Ortega gave me a skeptical look over her shoulder. “You’re going to frighten him into a statement? Dimitri Kadmin? I don’t think so.”
/> “He’ll be off balance, and when people are off balance they give things away. Don’t forget, this guy’s working for someone who wants me dead. Someone who is scared of me, at least superficially. Some of that may rub off on Kadmin.”
“And this is supposed to convince me that someone murdered Bancroft after all?”
“Ortega, it doesn’t matter whether you believe it or not. We’ve been through this already. You want Ryker’s sleeve back in the tank ASAP, out of harm’s way. The sooner we get to whatever bottom there is to Bancroft’s death, the sooner that happens. And I’m a lot less likely to incur substantial organic damage if I’m not stumbling around in the dark. If I have your help, in fact. You don’t want this sleeve to get written off in another firefight, do you?”
“Another firefight?” It had taken nearly half an hour of heated discussion to hammer the sense of the new relationship into Ortega, and the policewoman in her still hadn’t gone to sleep on me.
“Yeah, after the Hendrix,” I improvised rapidly, cursing the face-to-face chemical interlock that had put me off balance. “I picked up some bad bruising there.
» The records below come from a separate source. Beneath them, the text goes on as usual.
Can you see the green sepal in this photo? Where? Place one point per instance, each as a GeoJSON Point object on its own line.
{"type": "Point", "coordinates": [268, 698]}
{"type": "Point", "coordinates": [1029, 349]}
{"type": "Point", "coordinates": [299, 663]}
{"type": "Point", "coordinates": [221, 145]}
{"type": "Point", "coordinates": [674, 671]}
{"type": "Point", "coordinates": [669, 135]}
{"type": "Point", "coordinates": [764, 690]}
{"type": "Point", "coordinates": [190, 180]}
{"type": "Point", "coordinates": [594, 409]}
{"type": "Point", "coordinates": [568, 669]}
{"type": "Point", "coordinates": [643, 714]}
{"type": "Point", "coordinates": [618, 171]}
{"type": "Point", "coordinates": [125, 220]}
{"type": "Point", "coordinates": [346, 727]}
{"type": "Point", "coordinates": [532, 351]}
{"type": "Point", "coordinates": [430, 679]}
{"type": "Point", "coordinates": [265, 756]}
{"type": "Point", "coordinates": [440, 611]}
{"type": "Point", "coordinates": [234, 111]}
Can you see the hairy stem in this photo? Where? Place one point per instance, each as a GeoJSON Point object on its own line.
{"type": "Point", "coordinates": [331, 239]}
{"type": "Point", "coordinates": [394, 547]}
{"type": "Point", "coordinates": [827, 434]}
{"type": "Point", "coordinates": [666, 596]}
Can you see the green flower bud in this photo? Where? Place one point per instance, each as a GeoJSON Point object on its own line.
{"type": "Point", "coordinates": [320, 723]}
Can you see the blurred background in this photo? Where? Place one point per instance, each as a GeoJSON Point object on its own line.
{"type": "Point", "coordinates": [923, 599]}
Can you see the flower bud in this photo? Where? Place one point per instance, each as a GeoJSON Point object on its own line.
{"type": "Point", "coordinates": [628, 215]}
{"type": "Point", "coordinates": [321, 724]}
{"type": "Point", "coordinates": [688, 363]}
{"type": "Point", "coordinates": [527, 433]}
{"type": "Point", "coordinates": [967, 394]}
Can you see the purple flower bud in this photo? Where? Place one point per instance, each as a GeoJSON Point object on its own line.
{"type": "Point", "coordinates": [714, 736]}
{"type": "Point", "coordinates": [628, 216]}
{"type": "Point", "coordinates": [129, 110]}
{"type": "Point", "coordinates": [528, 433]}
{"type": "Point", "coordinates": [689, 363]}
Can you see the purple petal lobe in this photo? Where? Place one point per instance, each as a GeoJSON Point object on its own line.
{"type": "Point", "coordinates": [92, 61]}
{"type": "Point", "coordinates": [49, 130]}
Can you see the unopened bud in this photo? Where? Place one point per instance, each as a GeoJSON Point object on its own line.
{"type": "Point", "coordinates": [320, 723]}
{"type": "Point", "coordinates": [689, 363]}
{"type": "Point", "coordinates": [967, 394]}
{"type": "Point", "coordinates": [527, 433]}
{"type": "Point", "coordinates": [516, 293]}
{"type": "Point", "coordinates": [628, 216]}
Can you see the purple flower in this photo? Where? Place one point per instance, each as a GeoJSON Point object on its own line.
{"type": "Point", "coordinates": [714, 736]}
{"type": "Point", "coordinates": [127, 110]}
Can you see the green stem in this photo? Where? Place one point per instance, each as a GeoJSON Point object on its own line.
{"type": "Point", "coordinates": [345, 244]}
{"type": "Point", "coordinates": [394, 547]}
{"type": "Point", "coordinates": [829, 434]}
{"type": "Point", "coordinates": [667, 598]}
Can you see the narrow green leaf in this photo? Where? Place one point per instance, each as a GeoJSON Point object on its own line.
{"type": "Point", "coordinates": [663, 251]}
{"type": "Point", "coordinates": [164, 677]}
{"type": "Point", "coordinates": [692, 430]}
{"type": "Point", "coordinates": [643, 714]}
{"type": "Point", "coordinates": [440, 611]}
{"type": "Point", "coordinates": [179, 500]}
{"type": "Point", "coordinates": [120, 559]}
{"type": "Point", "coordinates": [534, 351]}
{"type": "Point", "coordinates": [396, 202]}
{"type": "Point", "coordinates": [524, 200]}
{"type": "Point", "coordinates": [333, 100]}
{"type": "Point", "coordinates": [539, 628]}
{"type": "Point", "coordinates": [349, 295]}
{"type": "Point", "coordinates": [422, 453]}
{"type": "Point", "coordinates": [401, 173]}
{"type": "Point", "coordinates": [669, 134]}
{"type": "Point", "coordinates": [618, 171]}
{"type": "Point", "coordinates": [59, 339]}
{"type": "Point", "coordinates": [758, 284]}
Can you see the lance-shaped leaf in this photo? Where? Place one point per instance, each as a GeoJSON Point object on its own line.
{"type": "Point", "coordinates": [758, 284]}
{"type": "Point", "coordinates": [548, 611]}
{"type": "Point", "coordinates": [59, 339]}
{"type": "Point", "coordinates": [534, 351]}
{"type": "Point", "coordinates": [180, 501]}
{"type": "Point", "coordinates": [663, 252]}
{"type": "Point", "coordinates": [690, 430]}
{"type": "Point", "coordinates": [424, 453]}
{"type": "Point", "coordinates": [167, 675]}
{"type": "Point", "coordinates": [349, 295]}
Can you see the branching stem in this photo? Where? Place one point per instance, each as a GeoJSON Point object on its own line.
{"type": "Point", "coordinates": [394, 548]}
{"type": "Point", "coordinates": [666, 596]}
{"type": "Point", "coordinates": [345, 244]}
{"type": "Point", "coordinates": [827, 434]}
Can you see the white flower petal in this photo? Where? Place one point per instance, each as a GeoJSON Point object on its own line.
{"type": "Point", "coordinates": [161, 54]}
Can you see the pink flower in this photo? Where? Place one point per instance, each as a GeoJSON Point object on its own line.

Could have been a lot worse.”
She shot me another, longer glance over her shoulder.
The virtual interrogation system was housed in a series of bubblefab cabins at one side of the basement floor. Micky settled both of us onto weary-looking automold couches that were slow to respond to our forms, applied the electrodes and hypnophones, then kicked in the power with a concert pianist’s sweep of one arm across two of the utilitarian consoles. He studied the screens as they blinked on.
“Traffic,” he said, and hawked congestion into the back of his throat with disgust. “Commissioner’s hooked in with some kind of conference environment, and it’s soaking up half the system. Got to wait till someone else gets off.” He glanced back at Ortega. “Hey, that the Mary Lou Hinchley thing?”